Congratulations! You did it! You've finished this course on Dealing With missing data in R. This course covered an often overlooked area of statistics - missing data, and inside the world of missing data, we covered yet another area that is often overlooked: How to handle, explore, and visualize missing values.
I really hope that this course has helped you improve your understanding of working with missing data. To recap:
2. Chapter 1
In Chapter 1, we defined missing values as those values that should have been recorded but were not.
You then learned how to summarize missing values, using functions like miss_var_summary to calculate the number and percentage of missing values in each variable.
3. Chapter 1
You also learned how to visualize missing values across the entire dataset with vis_miss(), and to visualize the amount of missingness for variables with gg_miss_var().
4. Chapter 2
In Chapter 2 you learned how to find unusual missing values like "N/A" using miss_scan_count. You then learned how to replace and update these with replace_with_na.
You also learned how to handle implicit missing values - using complete and fill from tidyr. Implicit missing values are those values that are missing but not listed in the data (like when data says January and then the next month is April.
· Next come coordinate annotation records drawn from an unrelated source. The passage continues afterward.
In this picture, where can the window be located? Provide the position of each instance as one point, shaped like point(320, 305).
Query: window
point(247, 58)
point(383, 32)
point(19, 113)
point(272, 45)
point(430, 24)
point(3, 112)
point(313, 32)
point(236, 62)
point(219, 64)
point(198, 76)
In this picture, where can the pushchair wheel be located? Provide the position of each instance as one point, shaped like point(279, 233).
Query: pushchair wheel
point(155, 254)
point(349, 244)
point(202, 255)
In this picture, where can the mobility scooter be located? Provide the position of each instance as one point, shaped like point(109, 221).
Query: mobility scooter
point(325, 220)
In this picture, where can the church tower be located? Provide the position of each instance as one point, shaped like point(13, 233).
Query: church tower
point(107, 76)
February and March are missing!).
We finished up chapter two by discussing missing data dependence, and the concepts of Missing Completely at Random (MCAR), Missing At Random (MAR), Missing Not At Random (MNAR), and what they mean for your data analysis.
5. Chapter 3
In chapter 3 you learned about missing data workflows.
You learned about special data structures for working with missing data, the shadow matrix, and nabular data, and how to use the as_shadow() and nabular() functions to create these data structures.
You then applied nabular data in workflows to explore missing data, to link missing summaries back to values in the data.
6. Chapter 3
You also learned how to use ggplot to explore and visualize how values change as other variables go missing.
Finally, you learned how to visualize missingness across two variables, and how and why to visualize missings in a scatter plot.
7. Chapter 4
In chapter 4 we discussed how to impute data using the impute_ functions from naniar and simputation, and how to visualize these.
You also learned how to explore the features of imputed values, to understand what makes them good, or bad, and how to compare your imputed values to the original data.
8. Chapter 4
You learned how to use and visualize many imputation models, and how these can affect your subsequent inferences.
9. This is only the beginning!
Now, as they say, this is only the beginning.
To continue your journey, and learn more about missing data, you should check out the naniar package, which contains many useful functions to explore and evaluate your missing data.
The visdat package provides more than just heatmaps of missing data and is well worth looking into to learn more about pre exploratory visualization.
From here, to continue your journey, you might want to explore other workflows for imputing your missing data.
There are many ways to decide how to impute data. We didn't have time for it in the course, but multiple imputation is another great area of research. To learn more about multiple imputation, I highly recommend Stefan van Buuren's package, mice, and his book, Flexible Imputation of Missing Data.
10. Thank you!
I really hope you enjoyed this course, now get out there and tackle the world of missing data.